Speaking at a Google-sponsored panel discussion in Washington yesterday, CIA analyst Sean Dennehy said the government agency was struggling to adopt the Web 2.0 ethos of sharing information through blogs and social networks.
Dennehy said: "Trying to implement these tools in the intelligence community is basically like telling people that their parents raise them wrong."
He was addressing the CIA's three-year-old wiki-tool, Intellipedia, which like Wikipedia, features user-generated and community-edited informative articles on the CIA's own secure intranet.
Dennehy said Intellipedia has split the agency between those that clearly see the benefits and those that are sitting on the fence.
Dennehy claims it challenges the customs of the CIA "because we grew up in this kind of need to know culture and now we need to balance between need to know and need to share".
Since its pilot launch in 2005, Intellipedia has slowly gained the confidence of some of its detractors, and now boasts about 4,000 page edits per day.
Lt Col Patrick Michaelis, also speaking at the Google event, said the US Army was also struggling to implement Web 2.0 into its everyday procedures.

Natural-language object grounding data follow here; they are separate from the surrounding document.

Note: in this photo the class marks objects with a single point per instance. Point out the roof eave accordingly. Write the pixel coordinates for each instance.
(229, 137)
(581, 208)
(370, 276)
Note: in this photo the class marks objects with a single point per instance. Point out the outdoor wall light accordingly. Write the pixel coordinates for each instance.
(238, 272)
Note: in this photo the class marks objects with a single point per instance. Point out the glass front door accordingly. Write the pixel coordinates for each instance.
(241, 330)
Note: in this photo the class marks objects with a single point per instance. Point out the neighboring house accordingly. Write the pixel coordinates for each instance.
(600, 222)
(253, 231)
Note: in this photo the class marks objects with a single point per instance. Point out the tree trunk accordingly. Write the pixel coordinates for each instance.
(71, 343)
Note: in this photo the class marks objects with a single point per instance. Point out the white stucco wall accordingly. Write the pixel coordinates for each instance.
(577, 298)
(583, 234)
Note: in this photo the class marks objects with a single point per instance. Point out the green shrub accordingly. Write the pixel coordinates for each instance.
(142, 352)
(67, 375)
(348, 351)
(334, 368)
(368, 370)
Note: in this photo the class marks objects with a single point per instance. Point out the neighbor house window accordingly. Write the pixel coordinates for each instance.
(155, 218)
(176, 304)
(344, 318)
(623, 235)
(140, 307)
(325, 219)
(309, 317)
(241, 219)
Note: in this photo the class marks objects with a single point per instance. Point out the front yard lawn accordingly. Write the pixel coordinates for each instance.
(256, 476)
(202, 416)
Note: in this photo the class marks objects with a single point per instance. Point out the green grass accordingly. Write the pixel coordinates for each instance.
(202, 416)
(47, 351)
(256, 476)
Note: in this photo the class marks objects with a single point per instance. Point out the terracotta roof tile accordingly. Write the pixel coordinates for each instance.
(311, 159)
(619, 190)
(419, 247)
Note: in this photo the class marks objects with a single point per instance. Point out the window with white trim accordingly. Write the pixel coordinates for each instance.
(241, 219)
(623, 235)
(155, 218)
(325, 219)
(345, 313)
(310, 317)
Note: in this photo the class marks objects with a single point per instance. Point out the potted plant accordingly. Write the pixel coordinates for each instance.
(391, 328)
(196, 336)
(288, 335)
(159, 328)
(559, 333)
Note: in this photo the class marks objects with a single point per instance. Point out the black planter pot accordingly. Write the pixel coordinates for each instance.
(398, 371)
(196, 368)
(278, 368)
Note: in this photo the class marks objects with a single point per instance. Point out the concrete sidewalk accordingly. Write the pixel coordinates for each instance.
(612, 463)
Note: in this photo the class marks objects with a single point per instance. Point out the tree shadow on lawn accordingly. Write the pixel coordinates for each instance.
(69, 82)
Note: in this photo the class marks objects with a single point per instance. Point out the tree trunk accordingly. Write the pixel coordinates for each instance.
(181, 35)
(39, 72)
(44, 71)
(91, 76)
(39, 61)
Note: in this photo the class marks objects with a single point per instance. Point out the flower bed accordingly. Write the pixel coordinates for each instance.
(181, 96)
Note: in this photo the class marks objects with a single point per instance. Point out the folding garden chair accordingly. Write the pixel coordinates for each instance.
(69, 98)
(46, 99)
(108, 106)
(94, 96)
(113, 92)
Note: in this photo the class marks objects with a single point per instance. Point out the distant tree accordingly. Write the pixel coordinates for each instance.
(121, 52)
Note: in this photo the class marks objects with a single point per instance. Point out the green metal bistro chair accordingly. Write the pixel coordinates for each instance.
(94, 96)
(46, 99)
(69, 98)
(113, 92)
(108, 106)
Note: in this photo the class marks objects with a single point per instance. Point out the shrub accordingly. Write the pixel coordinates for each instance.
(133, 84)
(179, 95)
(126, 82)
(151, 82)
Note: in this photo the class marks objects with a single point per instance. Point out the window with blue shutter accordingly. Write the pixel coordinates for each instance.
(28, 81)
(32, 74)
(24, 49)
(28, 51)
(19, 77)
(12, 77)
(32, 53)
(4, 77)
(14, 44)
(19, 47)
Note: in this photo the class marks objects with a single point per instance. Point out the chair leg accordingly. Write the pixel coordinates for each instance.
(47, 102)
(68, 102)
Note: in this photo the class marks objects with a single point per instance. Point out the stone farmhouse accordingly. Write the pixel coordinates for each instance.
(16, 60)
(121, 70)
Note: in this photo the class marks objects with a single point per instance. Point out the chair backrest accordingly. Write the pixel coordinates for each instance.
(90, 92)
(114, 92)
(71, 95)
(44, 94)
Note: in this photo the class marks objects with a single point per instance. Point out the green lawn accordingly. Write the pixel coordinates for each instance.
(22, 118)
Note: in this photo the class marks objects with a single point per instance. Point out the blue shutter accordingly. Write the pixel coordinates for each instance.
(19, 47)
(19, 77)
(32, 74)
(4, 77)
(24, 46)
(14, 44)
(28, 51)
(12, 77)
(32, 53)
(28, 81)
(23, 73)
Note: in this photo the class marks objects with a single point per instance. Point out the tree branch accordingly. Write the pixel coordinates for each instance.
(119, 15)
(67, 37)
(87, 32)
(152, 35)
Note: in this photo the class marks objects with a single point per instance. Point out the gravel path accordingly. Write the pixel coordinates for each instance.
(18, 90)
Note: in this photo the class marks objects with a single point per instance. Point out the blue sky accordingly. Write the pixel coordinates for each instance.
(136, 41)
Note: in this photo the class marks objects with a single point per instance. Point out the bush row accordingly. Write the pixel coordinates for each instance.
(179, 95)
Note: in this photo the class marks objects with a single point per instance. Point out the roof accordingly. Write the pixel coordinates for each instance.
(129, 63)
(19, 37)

Michaelis helped developed the US Army's Cavnet platform, an online forum for soldiers to share intelligence while in combat. However, the army has regularly cracked down on soldiers using other methods of social networking, including Facebook, Twitter and Flickr.
He said: "In essence we're still culturally a hierarchy when it comes to transferring knowledge and data. It is always a challenge to connect the bottom to the top."